Iterative Methods for the Force-based Quasicontinuum Approximation

TL;DR

This paper investigates iterative solution methods for the force-based quasicontinuum approximation, demonstrating that preconditioned GMRES effectively handles its stability challenges and provides a reliable computational approach.

Contribution

The paper introduces an analysis of GMRES for linearized force-based quasicontinuum equations, showing its effectiveness with proper preconditioning.

Findings

GMRES accurately captures the stability properties of the QCF approximation.

Preconditioning makes GMRES a reliable and efficient solver.

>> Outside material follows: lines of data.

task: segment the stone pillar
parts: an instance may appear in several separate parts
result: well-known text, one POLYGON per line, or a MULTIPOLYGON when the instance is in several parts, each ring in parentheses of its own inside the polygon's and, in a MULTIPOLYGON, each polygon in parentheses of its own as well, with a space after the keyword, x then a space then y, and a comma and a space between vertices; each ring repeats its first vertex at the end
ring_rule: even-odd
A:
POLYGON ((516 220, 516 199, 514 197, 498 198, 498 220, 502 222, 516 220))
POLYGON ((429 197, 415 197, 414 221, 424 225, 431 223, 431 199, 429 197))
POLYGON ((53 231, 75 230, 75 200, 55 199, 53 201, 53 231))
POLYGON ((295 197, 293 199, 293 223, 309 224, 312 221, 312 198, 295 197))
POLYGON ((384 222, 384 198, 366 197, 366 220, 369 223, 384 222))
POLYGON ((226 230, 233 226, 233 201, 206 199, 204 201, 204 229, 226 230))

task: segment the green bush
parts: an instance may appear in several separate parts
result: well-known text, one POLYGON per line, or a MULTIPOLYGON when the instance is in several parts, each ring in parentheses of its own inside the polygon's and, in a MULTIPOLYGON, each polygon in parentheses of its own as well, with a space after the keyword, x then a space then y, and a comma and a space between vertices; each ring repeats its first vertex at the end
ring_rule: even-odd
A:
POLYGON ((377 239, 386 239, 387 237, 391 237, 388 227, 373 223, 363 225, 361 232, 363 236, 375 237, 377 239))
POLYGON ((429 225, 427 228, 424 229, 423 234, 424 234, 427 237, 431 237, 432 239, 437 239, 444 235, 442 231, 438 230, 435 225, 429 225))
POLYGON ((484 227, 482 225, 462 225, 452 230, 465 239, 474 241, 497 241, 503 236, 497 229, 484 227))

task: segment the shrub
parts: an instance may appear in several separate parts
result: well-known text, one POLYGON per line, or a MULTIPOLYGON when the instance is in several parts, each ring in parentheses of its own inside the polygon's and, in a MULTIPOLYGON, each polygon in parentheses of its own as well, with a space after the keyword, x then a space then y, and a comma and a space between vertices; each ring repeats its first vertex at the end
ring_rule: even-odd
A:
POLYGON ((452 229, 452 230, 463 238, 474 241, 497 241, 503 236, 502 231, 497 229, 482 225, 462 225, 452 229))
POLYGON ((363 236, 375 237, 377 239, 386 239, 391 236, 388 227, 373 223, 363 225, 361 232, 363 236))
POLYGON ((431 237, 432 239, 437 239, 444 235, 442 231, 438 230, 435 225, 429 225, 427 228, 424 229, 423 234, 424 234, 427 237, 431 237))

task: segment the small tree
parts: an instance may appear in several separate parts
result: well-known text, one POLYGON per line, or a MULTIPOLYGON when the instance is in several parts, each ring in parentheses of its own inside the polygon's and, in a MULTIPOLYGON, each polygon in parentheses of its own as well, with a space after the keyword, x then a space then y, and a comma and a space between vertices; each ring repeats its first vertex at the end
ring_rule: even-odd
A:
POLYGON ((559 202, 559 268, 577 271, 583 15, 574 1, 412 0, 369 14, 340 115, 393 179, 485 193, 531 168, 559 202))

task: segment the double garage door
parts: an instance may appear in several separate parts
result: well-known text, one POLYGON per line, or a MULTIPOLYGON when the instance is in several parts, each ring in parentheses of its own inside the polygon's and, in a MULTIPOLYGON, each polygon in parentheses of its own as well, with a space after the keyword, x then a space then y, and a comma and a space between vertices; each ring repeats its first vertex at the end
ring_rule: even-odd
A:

The approach addresses the indefiniteness of the linearized QCF equations.

Abstract

Force-based atomistic-continuum hybrid methods are the only known pointwise consistent methods for coupling a general atomistic model to a finite element continuum model. For this reason, and due to their algorithmic simplicity, force-based coupling methods have become a popular class of atomistic-continuum hybrid models as well as other types of multiphysics models. However, the recently discovered unusual stability properties of the linearized force-based quasicontinuum (QCF) approximation, especially its indefiniteness, present a challenge to the development of efficient and reliable iterative methods. We present analytic and computational results for the generalized minimal residual (GMRES) solution of the linearized QCF equilibrium equations. We show that the GMRES method accurately reproduces the stability of the force-based approximation and conclude that an appropriately preconditioned GMRES method results in a reliable and efficient solution method.